Hoje em dia e de há uns tempos para cá ouve-se falar muito de renovação. A renovação é papagueada como se fosse um bem em si mesmo, e por isso inquestionável, como se fosse um imperativo, e por isso a implementar acriticamente, como se fosse uma panaceia, e por isso desejada por todos como um grande objectivo a alcançar. Simultaneamente, a renovação é restringida quase exclusivamente às pessoas: afastam-se umas e puxam-se outras. É preciso “mudar caras”, é preciso “pôr caras novas” – eis ao que se resume a tão propagandeada renovação, num primarismo lamentável.

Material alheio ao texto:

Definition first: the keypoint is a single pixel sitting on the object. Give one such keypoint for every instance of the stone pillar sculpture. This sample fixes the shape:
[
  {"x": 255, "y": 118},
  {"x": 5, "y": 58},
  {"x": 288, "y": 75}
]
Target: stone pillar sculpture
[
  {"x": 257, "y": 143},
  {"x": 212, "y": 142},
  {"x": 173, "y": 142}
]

Uma breve e mesmo ligeira reflexão sobre o que a renovação exige descobre facilmente o grotesco desta visão pitosga da realidade social.
Com efeito, a renovação é um procedimento, um modo formal ou estratégia de acção, pelo que jamais pode constituir um objectivo, o qual exige substância, conteúdos, matéria. A renovação é um meio para se alcançar algo mas não um fim em si mesmo no que se revelaria inconsequente como mero conceito vazio. Paralelamente, a renovação não se pode reduzir ao espetáculo de um jogo de cabeças mas terá de incidir sobre modos de pensar e formas de agir em que radica o seu inconformismo e mérito. A renovação é um desafio para transformar a realidade para melhor e não uma simples operação cosmética, uma mudança de imagem, tão efémera como a que a precedeu.
E depois, há toda uma série de contrassensos nesta miopia social. O objectivo de renovar pessoas negligencia conhecimentos e experiências, competências e capacidades, trocadas pela novidade, só porque o é. Ficamos todos a perder. Renováveis e novéis são destituídos de qualquer dignidade, objectivados que são, os primeiros a uma cronologia, os segundos a uma função. Nenhum vale como pessoa. Como estratégia, a renovação é esgrimida como “dando lugar aos novos”. Mais uma vez se objectiva a pessoa, agora pela idade. Numa sociedade que vem ultrapassando todos os sectarismos – machismo e racismo, xenofobia e homofobia, etc. – instaura-se agora o da idade, o idadismo ou discriminação em função da idade. Este é tanto mais curioso quanto vivemos numa sociedade democrática em que os idosos se vêm tornando a maioria, numa sociedade respeitadora da dignidade humana que estabelece um período de validade para as pessoas, uma sociedade solidária que exclui os mais velhos.
É evidente que esta renovação reduzida ao objectivo de mudar pessoas é a mais simples e atraente para quem aposta na superficialidade da imagem em contraposição à procura da densidade das ideias e à pertinência das acções. Esta é, todavia, uma renovação estéril, nada transforma, limitando-se a trocar originais por cópias.
E quando a renovação é bandeira e se troca o já visto pelo visto já, qualquer pedagogia sobre o sentido e a prática da renovação se torna francamente inútil…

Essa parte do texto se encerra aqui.